Figures libres. Hobbes et le bonheur par l’inquiétude
Trop souvent, on doit le ranger parmi les inconnus célèbres. Bien sûr, Thomas Hobbes (1588-1679) occupe une belle place dans les histoires de la philosophie. Elles enseignent notamment qu’il formula des objections envers Descartes et fut le premier penseur du contrat social, que Rousseau a lu, relu et critiqué. Ses textes principaux – The Elements of Law, De Cive, et le célèbre Leviathan – constituent des références majeures de la pensée politique moderne.
Toutefois, il demeure non moins évident que les étudiants, le grand public et même nombre de professionnels en restent là. D’innombrables travaux savants publiés dans le monde entier n’y font rien : beaucoup continuent d’ignorer la diversité, la puissance et l’actualité de sa pensée. Réduit à l’image simpliste d’un partisan de l’Etat fort, transformé en conservateur pessimiste, Hobbes se voit privé de l’ampleur réelle de sa démarche.
En fait, sa pensée – liée à la mutation scientifique ouverte par Galilée et la physique, à la mutation juridique inaugurée par Grotius et le droit naturel – opère une série de bouleversements dont nous n’avons pas fini de mesurer la profondeur ni les conséquences. Luc Foisneau, qui a consacré toute une vie de travail à ce philosophe et à sa postérité, le souligne dans Hobbes. La vie inquiète.
En plus de 600 pages, il met en lumière les changements – anthropologiques, moraux et théologico-politiques – accomplis par Hobbes. Il analyse leurs répercussions, souvent méconnues, sur Mauss, Voegelin, Foucault ou Rawls. Directeur de recherche au CNRS, enseignant à Sciences Po et à Oxford, aujourd’hui à l’EHESS, Luc Foisneau se révèle, avec cette somme, guide expérimenté. Rien de hobbesien ne semble lui être étranger.
Singularités parmi d’autres
Le suivre est donc instructif et intéressant, pour découvrir quantité d’apports de Hobbes, méconnus ou négligés.

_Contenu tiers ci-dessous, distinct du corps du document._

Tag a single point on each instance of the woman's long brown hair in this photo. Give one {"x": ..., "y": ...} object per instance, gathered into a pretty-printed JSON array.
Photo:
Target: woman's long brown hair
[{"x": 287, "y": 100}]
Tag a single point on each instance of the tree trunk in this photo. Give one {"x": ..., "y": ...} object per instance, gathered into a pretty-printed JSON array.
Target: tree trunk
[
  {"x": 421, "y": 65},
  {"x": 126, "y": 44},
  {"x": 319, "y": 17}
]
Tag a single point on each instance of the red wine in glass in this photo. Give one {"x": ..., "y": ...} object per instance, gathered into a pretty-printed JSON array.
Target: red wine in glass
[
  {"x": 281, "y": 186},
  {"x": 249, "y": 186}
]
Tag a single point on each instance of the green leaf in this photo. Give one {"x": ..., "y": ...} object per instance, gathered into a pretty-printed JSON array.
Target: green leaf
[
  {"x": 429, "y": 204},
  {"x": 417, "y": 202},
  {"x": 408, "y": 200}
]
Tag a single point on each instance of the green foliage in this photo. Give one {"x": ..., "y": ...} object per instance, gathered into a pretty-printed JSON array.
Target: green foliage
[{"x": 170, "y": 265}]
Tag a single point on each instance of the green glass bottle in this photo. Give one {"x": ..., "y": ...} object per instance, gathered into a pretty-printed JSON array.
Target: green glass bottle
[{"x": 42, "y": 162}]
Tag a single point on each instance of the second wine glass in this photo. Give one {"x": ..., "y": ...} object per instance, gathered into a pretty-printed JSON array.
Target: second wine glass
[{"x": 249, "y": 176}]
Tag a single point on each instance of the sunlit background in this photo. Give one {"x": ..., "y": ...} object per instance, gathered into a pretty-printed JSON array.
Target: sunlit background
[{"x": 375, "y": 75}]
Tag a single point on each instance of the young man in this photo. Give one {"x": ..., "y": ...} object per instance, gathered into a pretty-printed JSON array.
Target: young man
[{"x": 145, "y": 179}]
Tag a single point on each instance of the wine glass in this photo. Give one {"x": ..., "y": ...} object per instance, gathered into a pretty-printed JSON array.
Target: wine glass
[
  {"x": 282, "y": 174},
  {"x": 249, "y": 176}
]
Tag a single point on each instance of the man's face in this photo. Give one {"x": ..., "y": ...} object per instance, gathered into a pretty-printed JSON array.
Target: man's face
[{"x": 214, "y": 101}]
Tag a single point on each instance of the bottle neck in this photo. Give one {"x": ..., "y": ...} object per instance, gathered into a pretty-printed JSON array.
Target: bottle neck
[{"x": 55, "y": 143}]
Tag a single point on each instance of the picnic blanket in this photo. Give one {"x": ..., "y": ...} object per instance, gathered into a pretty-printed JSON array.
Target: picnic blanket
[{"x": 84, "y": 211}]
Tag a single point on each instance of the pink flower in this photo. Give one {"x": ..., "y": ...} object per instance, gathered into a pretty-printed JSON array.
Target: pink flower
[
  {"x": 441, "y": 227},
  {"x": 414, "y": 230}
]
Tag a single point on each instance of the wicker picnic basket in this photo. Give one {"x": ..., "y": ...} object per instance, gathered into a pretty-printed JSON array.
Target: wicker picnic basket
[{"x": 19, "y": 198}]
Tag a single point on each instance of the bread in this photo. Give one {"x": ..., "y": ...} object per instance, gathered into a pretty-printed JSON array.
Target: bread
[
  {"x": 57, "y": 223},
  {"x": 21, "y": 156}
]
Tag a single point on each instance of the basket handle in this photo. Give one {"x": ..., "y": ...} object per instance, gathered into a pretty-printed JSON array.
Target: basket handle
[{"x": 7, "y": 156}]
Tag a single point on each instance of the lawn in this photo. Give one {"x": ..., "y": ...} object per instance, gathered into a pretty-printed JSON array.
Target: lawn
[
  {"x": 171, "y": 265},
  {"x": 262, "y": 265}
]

Par exemple : la place inaugurale accordée à la démocratie par ce penseur qui la juge aussi fragile, la manière sophistiquée dont il construit le concept de pouvoir à partir de mots courants ou les métamorphoses qu’il fait subir aux notions de volonté et d’identité personnelle.
Parmi d’autres singularités, Hobbes rompt aussi, et radicalement, avec la définition de l’homme d’Aristote comme « animal politique ». Les humains, pour lui, ne naissent pas aptes à la vie en société, ni désireux de vivre ensemble. Savoir pourquoi et comment ils se décident à constituer des groupes, comprendre de quelle manière ils peuvent coexister malgré leurs désaccords insurmontables deviennent alors les problèmes-clés de la pensée politique.
C’est aussi une mutation radicale de l’idée même de bonheur que propose Hobbes. Il quitte en effet la conception antique de la félicité, liée à la détention d’un bien suprême, écarte l’existence d’une fin dernière, d’un terme ultime de nos ambitions. Notre course à l’action ne connaît aucun repos.
Le bonheur, dès lors, réside dans cette « continuelle marche en avant du désir ». Le contentement ne suppose plus un arrêt, une jouissance immobile. Il se tient au contraire dans ce que Hobbes nomme « proceeding » – le « processus » qui fait avancer, encore et toujours. A la quiétude d’un bonheur immobile, il oppose donc l’invention d’un bonheur dans l’inquiétude – c’est-à-dire, à proprement parler, dans l’éveil et le mouvement. Voilà qui pourrait bien se révéler fort utile dans les temps qui viennent.
Hobbes. La vie inquiète, de Luc Foisneau, Folio, « Essai », inédit, 622 p., 9,20 € (en librairie le 2 mai).